Other situations that may require the removal of a kidney include renal injury or donation. Any type of traumatic event including car accidents, sporting injuries, occupational mishaps, and others can cause damage to one or both kidneys and result in the need to remove the kidney to protect the health of the patient. Individuals who have elected to become organ donors may have a kidney removed in order to help someone else survive. Kidney donation requires that donors have a second healthy kidney that can compensate for the one that has been removed. Transplanted kidneys also have the ability to enlarge inside the recipient’s body in order to compensate for the lack of an additional kidney.

Possible Complications

Although most people who are living with one kidney are able to enjoy a happy and healthy life, some individuals do experience complications associated with the lack of two functional kidneys. High blood pressure is more common in those who have only one kidney, but usually takes many years to develop. Kidney function may also decline more rapidly with age in individuals who have a single kidney. While this may be concerning for some, it usually does not impair an individual’s ability to live a long and healthy life. In fact, those who have only one kidney generally have the same life span as individuals who have two functional kidneys.

Special Considerations

In most cases, those who are living with one kidney can follow the same general health advice that is given to individuals who have two kidneys. This includes regular office visits with a physician who checks blood pressure and who performs urine and blood tests. Unless there are abnormal results that are found during the annual exam, an individual probably has little to worry about. The only other important consideration is the involvement in sports and physical activity. Doctors often recommend that patients who have only one kidney avoid contact sports such as football, soccer, and wrestling. These types of sports have the potential for damaging the one functional kidney and can result in the need for long-term dialysis treatment or a transplant in the event that the kidney does become injured.
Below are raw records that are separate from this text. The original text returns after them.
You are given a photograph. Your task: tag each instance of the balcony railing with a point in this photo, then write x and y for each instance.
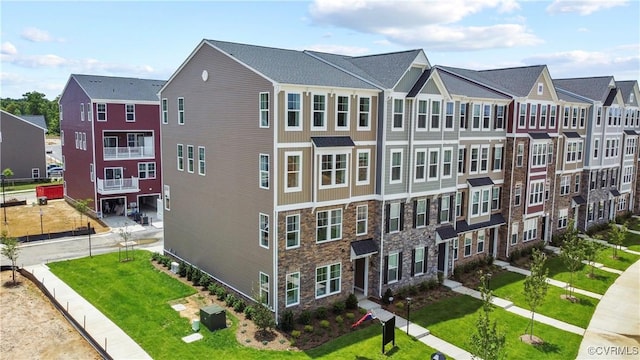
(138, 152)
(118, 186)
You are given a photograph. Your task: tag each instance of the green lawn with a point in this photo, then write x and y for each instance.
(623, 261)
(454, 320)
(599, 284)
(135, 296)
(510, 286)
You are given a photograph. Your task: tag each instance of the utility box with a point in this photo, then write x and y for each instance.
(213, 317)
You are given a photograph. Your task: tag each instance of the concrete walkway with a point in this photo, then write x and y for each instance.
(423, 335)
(118, 344)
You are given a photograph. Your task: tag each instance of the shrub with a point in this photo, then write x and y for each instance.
(321, 313)
(351, 302)
(338, 307)
(305, 317)
(286, 321)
In general, there is very little impact on an individual’s ability to carry out a normal life when living with one kidney. Although most people have 2 kidneys, conditions such as renal cancer, injury, or donation may cause much concern over one’s ability to continue enjoying life. Fortunately, people living with one kidney are still able to appreciate the things in life they have come to love. For optimal health outcomes, patients should schedule regular doctor’s visits and practice common sense when engaging in sports.